Vision-capable chat models accept images inside a user message. The content becomes an array of typed parts instead of a single string. This guide covers the two ways to attach an image — by URL or as a base64 data URI — and how to mix text and images in a single turn.

Two ways to attach an image

Public URL

Reference an image that the gateway can fetch over HTTPS. Best for static assets, CDN-hosted images, and pre-signed URLs.

Base64 data URI

Inline the image bytes as a base64 string. Best for ephemeral content, user uploads, and private assets.
Prefer URLs when possible. The gateway can cache and reuse them across requests. Base64 is best reserved for images that change per request.

URL example

Pass the image as a content part with type: image_url:
curl https://api.getinfinityblue.com/v1/chat/completions \
  -H "Authorization: Bearer YOUR_API_KEY" \
  -H "Content-Type: application/json" \
  -d '{"model":"gpt-5.4","messages":[{"role":"user","content":[{"type":"text","text":"What is in this image?"},{"type":"image_url","image_url":{"url":"https://example.com/cat.jpg"}}]}]}'
The URL must be reachable from the gateway.
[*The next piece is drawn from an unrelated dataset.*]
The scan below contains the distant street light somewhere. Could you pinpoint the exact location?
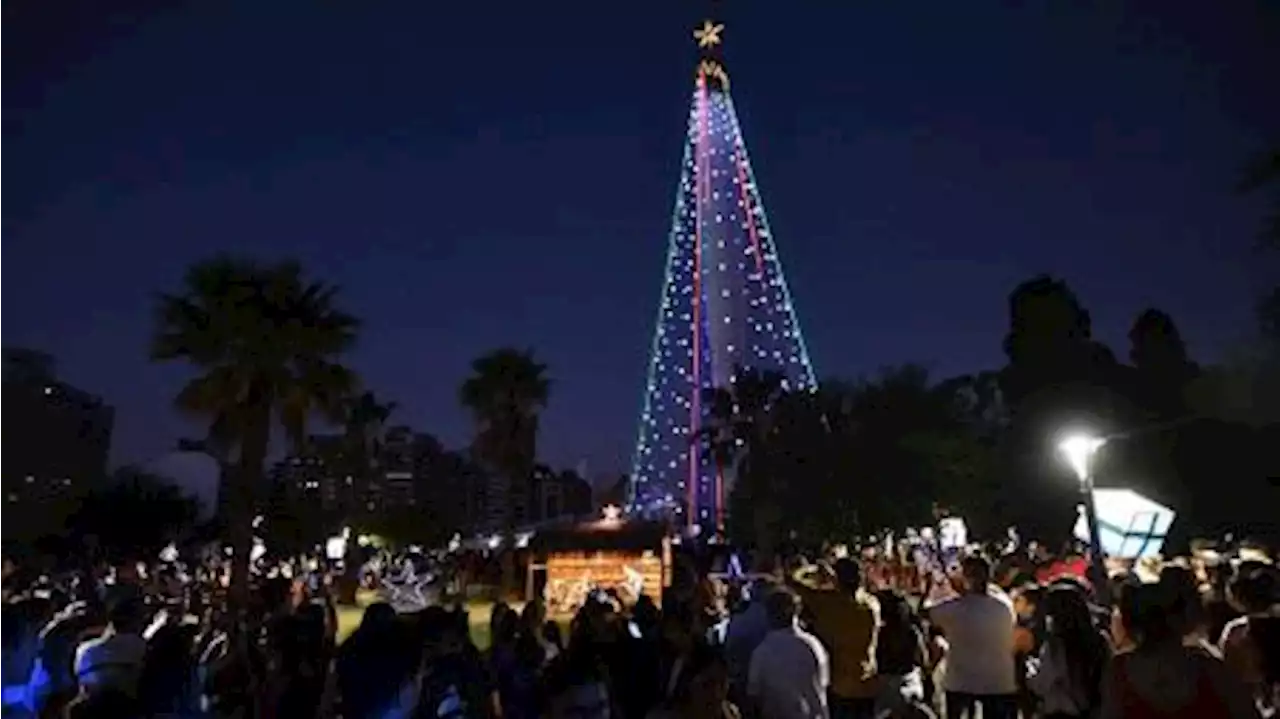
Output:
[1057,434,1111,606]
If your bucket is private, generate a short-lived pre-signed URL or switch to base64.

Base64 example

Inline the bytes as a data URI:
import base64
from openai import OpenAI

client = OpenAI(api_key="YOUR_API_KEY", base_url="https://api.getinfinityblue.com/v1")
encoded = base64.b64encode(open("cat.jpg", "rb").read()).decode("utf-8")

response = client.chat.completions.create(
    model="gpt-5.4",
    messages=[{
        "role": "user",
        "content": [
            {"type": "text", "text": "What is in this image?"},
            {"type": "image_url", "image_url": {"url": f"data:image/jpeg;base64,{encoded}", "detail": "high"}},
        ],
    }],
)
print(response.choices[0].message.content)
The detail parameter controls how much compute the model spends on the image. low is faster and cheaper; high reads small text and dense details; auto lets the model pick.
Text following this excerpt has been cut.